このように揺れに揺れているのはなぜか。まず確かなのは、冗談だが「まだ生きている」ことだろう。いくら「石原天皇」でも、いまどき秦の始皇帝のように、1か月も死亡を隠せるはずはない。しかし、永田町には脳梗塞説や膵臓がん説といった際どい情報が流れている。元首相・菅直人が小ずるいことに「脳梗塞だってぇ」と、尋ねるようにして情報を流布したという説もある。だが、病気の詮索などはどうでもよい。まず政治家は動けるかどうかで判断することが先だ。それではどのような状況下で「生きている」かだが、強気と弱気のまだら状態ではないか。「よし、出かけるぞ」と言ったかと思うと、「やっぱりやめた」の繰り返しだ。これが情報を錯綜させているのだ。2月12日の衆院予算委の代表質問を最後に、「精神的に燃え尽きた」可能性がある。80歳の石原は、かねてから「命ある限り暴走老人でいく」と述べ、しきりに寿命が長くないことを自ら示唆するとも受け取れる発言を繰り返している。
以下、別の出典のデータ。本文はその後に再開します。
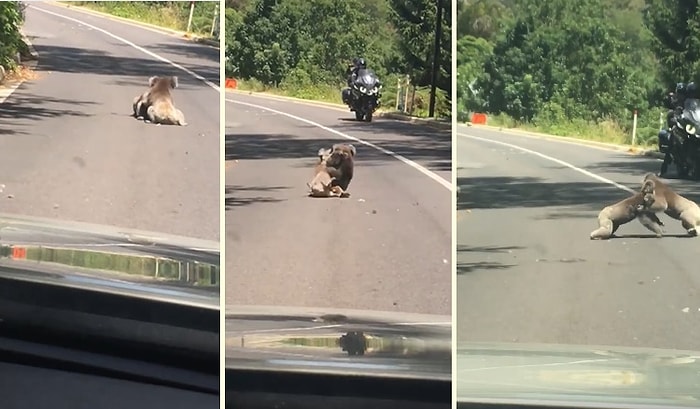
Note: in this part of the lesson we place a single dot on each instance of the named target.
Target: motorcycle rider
(674, 101)
(357, 64)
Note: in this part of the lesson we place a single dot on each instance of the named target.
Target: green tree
(675, 25)
(415, 22)
(11, 18)
(562, 59)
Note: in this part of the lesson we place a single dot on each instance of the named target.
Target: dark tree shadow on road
(510, 192)
(190, 50)
(23, 106)
(88, 61)
(471, 266)
(420, 143)
(236, 196)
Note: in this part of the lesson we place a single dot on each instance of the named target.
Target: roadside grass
(604, 131)
(331, 94)
(171, 15)
(21, 73)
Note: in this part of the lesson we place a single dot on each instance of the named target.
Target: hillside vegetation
(575, 68)
(301, 48)
(11, 43)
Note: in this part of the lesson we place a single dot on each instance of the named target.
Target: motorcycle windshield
(367, 78)
(691, 110)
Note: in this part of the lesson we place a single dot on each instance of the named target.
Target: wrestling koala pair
(156, 104)
(654, 197)
(333, 172)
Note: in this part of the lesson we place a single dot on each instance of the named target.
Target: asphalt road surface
(527, 270)
(70, 150)
(387, 247)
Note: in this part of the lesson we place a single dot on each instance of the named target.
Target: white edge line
(129, 43)
(555, 160)
(134, 23)
(394, 155)
(556, 138)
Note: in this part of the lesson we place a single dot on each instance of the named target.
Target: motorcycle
(365, 95)
(681, 143)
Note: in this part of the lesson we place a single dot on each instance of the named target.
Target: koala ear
(323, 152)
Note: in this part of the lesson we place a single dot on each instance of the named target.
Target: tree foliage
(587, 61)
(11, 18)
(304, 43)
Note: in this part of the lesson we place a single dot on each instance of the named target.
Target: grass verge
(171, 15)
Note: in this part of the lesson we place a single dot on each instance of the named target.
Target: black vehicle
(364, 95)
(681, 142)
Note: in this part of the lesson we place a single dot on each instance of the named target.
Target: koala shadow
(650, 236)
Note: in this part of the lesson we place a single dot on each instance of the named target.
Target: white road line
(551, 159)
(394, 155)
(129, 43)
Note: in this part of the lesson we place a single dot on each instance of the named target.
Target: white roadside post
(634, 128)
(189, 21)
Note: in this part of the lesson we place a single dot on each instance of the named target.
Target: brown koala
(156, 104)
(673, 204)
(341, 164)
(636, 206)
(321, 184)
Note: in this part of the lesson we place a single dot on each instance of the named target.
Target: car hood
(103, 258)
(324, 340)
(584, 376)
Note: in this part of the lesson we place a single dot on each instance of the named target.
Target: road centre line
(129, 43)
(394, 155)
(551, 159)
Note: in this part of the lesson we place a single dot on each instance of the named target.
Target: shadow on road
(88, 61)
(237, 196)
(419, 143)
(23, 106)
(510, 192)
(468, 267)
(211, 73)
(278, 146)
(191, 50)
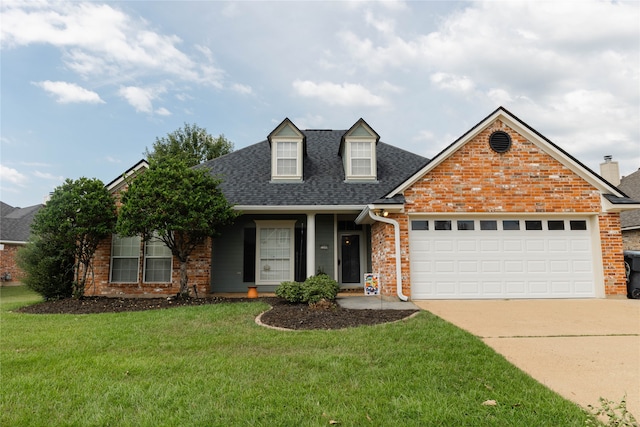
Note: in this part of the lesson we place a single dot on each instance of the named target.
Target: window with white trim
(157, 261)
(274, 251)
(361, 158)
(358, 151)
(286, 162)
(287, 150)
(125, 259)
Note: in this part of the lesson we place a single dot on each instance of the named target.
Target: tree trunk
(184, 279)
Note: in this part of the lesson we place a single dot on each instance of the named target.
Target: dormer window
(358, 151)
(287, 149)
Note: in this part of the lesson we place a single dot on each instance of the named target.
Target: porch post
(311, 244)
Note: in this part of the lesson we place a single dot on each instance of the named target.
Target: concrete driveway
(582, 349)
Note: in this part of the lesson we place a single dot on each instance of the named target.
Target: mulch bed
(282, 313)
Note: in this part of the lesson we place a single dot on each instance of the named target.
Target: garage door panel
(471, 288)
(443, 245)
(467, 245)
(540, 288)
(559, 266)
(514, 266)
(474, 262)
(536, 266)
(513, 245)
(535, 245)
(490, 245)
維新の前宮崎県知事・東国原英夫に至っては、「石原さんが最初に銛(もり)先になって行く、死んでも行くとおっしゃったから、たぶんあと数年の命だと思う。」と、いくら石原が嫌いでも“失礼”すぎる発言をしているが、何か情報があったのかも知れない。『週刊新潮』が3月28日に報じた中で一番信用出来る部分は、親友で首都大学学長・高橋宏の発言だ。高橋は3月10日に電話して、石原と話をした。石原は「気の合う何人かで酒飲んで、学生時代の歌でも歌いたい」と述べていたという。極めて弱気になっていることが浮き彫りとなる。高橋は「あいつは落ち込んでいて『都知事を辞めたのは間違いだった』と述べていた」「いまは男の美学というか、引き際のタイミングを計っているのではないか」とまで述べている。要するに、石原は親友には初めて本音で“泣き”を見せたのだ。こうした報道が明らかになった28日、永田町では維新分裂説や政界再編説が一挙に流布し始めた。もともと維新には大阪系と旧太陽系の構造的な対立がある。橋下が内弁慶で大阪にとどまっているから、締まりが利かないのだ。総選挙後も維新の要職は旧太陽系がほぼ独占した。最近では日銀総裁人事で橋下が反対を唱えて、国会議員団と衝突。もっと深刻なのは選挙制度をめぐって、橋下が小選挙区制を主張しているにもかかわらず、太陽系の園田博が中選挙区案を決定して、抜き差しならぬ対立の側面を見せ始めている。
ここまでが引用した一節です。